I'm tired of seeing articles about AMAZING NEW DRIVER IMPROVEMENTS OMG and then discovering that there's only any difference if you're using a GeForce 8800 on Windows Bloody Vista.
I've got a 32-bit-WinXP computer with a 2.2GHz (at the moment) dual core Athlon 64 and a 256Mb GeForce 7900 GT.
That's probably still faster than the average, but it's pretty far from the current cutting edge. (Only two cores, dahling? However can you cope?)
Driver tweaks aimed at the super-expensive dual-slot super-cards won't help me at all. I'm guessing that they won't help most of you, either. Tweaks that help a GeForce 7900 ought to be some use for various other current affordable Nvidia cards, though.

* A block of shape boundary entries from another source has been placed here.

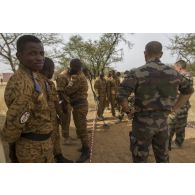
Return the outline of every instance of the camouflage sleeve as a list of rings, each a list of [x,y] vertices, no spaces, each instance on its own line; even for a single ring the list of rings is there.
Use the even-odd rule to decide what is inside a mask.
[[[56,113],[57,113],[58,116],[61,116],[62,113],[63,113],[63,110],[62,110],[62,107],[59,104],[58,93],[57,93],[57,90],[55,88],[54,83],[51,86],[52,86],[52,91],[53,91],[53,96],[54,96],[53,100],[54,100],[54,104],[55,104]]]
[[[79,89],[79,77],[78,75],[73,75],[68,85],[65,87],[65,94],[72,95]]]
[[[181,83],[179,85],[179,91],[182,95],[190,95],[194,92],[193,78],[184,77],[181,75]]]
[[[14,86],[14,87],[13,87]],[[16,142],[22,133],[25,123],[30,120],[33,108],[31,94],[25,94],[24,84],[21,82],[8,83],[5,98],[12,96],[8,105],[6,120],[2,129],[2,138],[8,143]]]
[[[137,80],[132,74],[127,75],[118,87],[117,99],[123,101],[128,99],[129,95],[134,92]]]
[[[63,77],[62,75],[59,75],[56,78],[56,88],[57,91],[64,91],[64,88],[68,85],[68,81],[65,77]]]

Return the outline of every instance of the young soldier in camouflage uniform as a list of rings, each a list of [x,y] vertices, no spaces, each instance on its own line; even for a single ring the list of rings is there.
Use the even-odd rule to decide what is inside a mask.
[[[41,74],[43,74],[44,76],[45,84],[49,91],[48,105],[51,110],[51,120],[53,123],[53,132],[51,138],[54,145],[54,157],[56,162],[58,163],[71,163],[73,161],[66,159],[62,155],[62,149],[60,145],[59,116],[62,115],[63,111],[61,106],[59,105],[59,99],[55,88],[55,84],[53,83],[53,81],[50,80],[53,77],[54,68],[55,68],[54,62],[50,58],[45,58]]]
[[[193,87],[193,77],[189,72],[186,71],[186,62],[179,60],[175,63],[175,69],[183,77],[188,80],[189,85]],[[169,117],[169,130],[170,130],[170,139],[169,139],[169,149],[171,150],[171,142],[174,134],[176,138],[174,141],[175,147],[181,147],[185,139],[185,127],[187,125],[188,110],[190,108],[190,102],[187,101],[184,106],[182,106],[177,113],[170,115]]]
[[[111,79],[112,73],[111,71],[108,72],[108,75],[106,77],[106,108],[109,110],[109,104],[110,104],[110,79]]]
[[[112,72],[112,76],[110,79],[107,80],[107,93],[108,93],[109,102],[111,104],[112,116],[115,117],[117,81],[116,81],[115,71],[113,70],[111,72]]]
[[[82,153],[77,162],[84,162],[89,159],[90,156],[89,140],[87,134],[88,83],[85,75],[82,72],[82,63],[79,59],[71,60],[70,75],[71,80],[67,87],[65,87],[64,92],[67,96],[70,97],[77,136],[81,139],[82,143]]]
[[[135,94],[136,112],[130,133],[133,162],[147,162],[151,144],[156,162],[169,162],[168,114],[183,105],[194,89],[177,71],[160,62],[161,43],[149,42],[144,54],[146,64],[121,83],[118,99],[124,112],[131,115],[127,98]],[[180,97],[175,102],[178,89]]]
[[[64,144],[66,145],[74,143],[74,139],[70,137],[69,134],[72,107],[70,105],[70,98],[64,93],[64,89],[68,85],[69,81],[70,74],[68,69],[61,72],[56,78],[58,96],[63,110],[63,113],[60,115],[62,122],[62,136],[64,137]]]
[[[8,111],[2,138],[15,150],[18,162],[54,162],[48,90],[39,73],[44,64],[43,45],[34,36],[21,36],[16,55],[20,65],[5,89]]]
[[[97,119],[104,120],[103,114],[106,105],[106,79],[104,78],[104,73],[101,72],[98,79],[94,83],[94,89],[97,96]]]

I've also got an effing big monitor, so I ran the tests in 2560 by 1600 resolution. That's practical for fullscreen Supreme Commander if you've got some flavour of 8800 (ATI aren't really in the very-high-end race at the moment), but it's actually very playable if...
...you split the monitor between the normal view and the easy-to-draw topographic-view map.
Running the standard "perftest" benchmark in that resolution guarantees, despite Core Maximizer, that the game will be video-card-limited most of the time.
The Supreme Commander benchmark reports total frames rendered, "sim" performance (how fast the game calculates everything-but-graphics), "render" performance (graphics alone) and a "composite" score that roughly represents overall performance.
In this graphics-heavy test, my "render" result increased by nineteen per cent with the new drivers. The giant resolution and less-than-incredible video card meant that, in the peculiar jargon of the perftest benchmark, the "render" score only improved from minus 1029 to minus 863. But trust me, that's still good.
The logged-frames difference was +0.7%, which probably means less than experimental error and definitely means nothing you'd ever notice. The sim score improved only slightly more, at +1.6%. But the composite score improved 4.7%, from 5794 to 6065.
You probably wouldn't actually notice that in play - it's a general rule of thumb that differences of less than ten per cent aren't noticeable. But almost five per cent is not a bad improvement to get for free.
Complex Supreme Commander games are almost 100% CPU limited. Smaller games, though - and even complex games when you can't see much of the enormous map you're playing on - don't give your graphics card much time to breathe, especially if you've taken advantage of SupCom's still-rare ability to make use of a second monitor. So I don't think I'm lying with statistics, here.
(I'm not, to be fair, actually playing much Supreme Commander at the moment. I got ETQW yesterday, and intend to Strogg 4 Life for a while before getting back to the direction of vast robotic armies.)